Die Kapazitäten Insgesamt stehen in Düsseldorf aktuell rund 28.100 Betreuungsplätze für Kinder bis zum Schuleintritt zur Verfügung, davon 9361 Plätze für Jungen und Mädchen unter drei Jahren sowie 18.000 Plätze für Kinder ab drei Jahren. Am Ende des Kita-jahres 2020/21 sollen es bereits 9789 U3- sowie 19.318 Ü3-plätze sein. „Die Versorgungsquote liegt dann im U3-bereich bei 51 Prozent, bei den Kindern ab drei Jahren erreichen wir rechnerisch sogar 102 Prozent. Damit ist die Landeshauptstadt bei der Kinderbetreuung gut positioniert“, sagt Jugenddezernent Burkhard Hintzsche. Trotzdem liege der Bedarf in der boomenden, von Zuzügen geprägten Metropole höher. „Es ist deshalb unser Ziel, mittelfristig im U3-bereich eine bedarfsgerechte Versorgungsquote von 56 Prozent zu erreichen“, sagt der städtische Spitzenbeamte.
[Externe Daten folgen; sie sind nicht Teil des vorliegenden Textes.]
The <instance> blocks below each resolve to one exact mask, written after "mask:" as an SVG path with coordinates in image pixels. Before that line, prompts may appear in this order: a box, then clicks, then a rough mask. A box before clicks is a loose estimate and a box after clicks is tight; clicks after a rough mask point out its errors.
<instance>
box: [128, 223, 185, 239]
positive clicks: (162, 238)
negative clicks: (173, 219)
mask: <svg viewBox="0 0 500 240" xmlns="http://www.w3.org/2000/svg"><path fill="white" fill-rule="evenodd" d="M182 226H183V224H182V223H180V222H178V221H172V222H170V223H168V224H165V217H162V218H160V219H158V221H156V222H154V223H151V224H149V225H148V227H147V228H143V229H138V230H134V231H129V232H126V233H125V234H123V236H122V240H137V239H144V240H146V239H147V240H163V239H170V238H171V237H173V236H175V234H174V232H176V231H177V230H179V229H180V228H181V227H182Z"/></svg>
Um die Nachfrage bei gleichbleibender Kinderzahl zu decken und die höhere Quote zu erreichen, seien rund 10.750 Plätze erforderlich.
Um sich diesem Ziel zu nähern, wurden in 2020 bislang durch Kita-neubauten und Erweiterungen in unterschiedlichen Stadtbezirken 144 U3- sowie 332 Ü3-plätze neu geschaffen. Ähnlich sieht es im Bereich des Offenen Ganztags (OGS) der Grundschulen aus. Dort wurden im vergangenen Schuljahr 27 zusätzliche Gruppen neu eingerichtet, bis Sommer 2021 sollen es noch einmal 23 sein. Damit liegt die Gesamtzahl der angebotenen Plätze bei 15.825, was einer Quote von 68 Prozent entspricht. Das Problem: Vor allem im urbanen Gürtel rund um die City gibt es an einzelnen Schulstandorten eine Nachfrage bis beinahe 90 Prozent. Um die Lücke auszugleichen, hat die Stadt vermehrt außerschulische Betreuungseinrichtungen beispielsweise in Sportvereinen eingerichtet. „Damit erreichen wir weitere zehn Prozent der Grundschüler“, sagt Dagmar Wandt, Leiterin des Schulverwaltungsamts.
Die Vergabe Ernst wird es für die Eltern zu Beginn des neuen Jahres. Im Februar beginnt die eigentliche Platzvergabe. Wer ein Angebot erhält, muss innerhalb von 14 Tagen zusagen. „Die Anspannung ist enorm, es hängt so viel davon ab“, sagt Sonja Schwerdtfeger.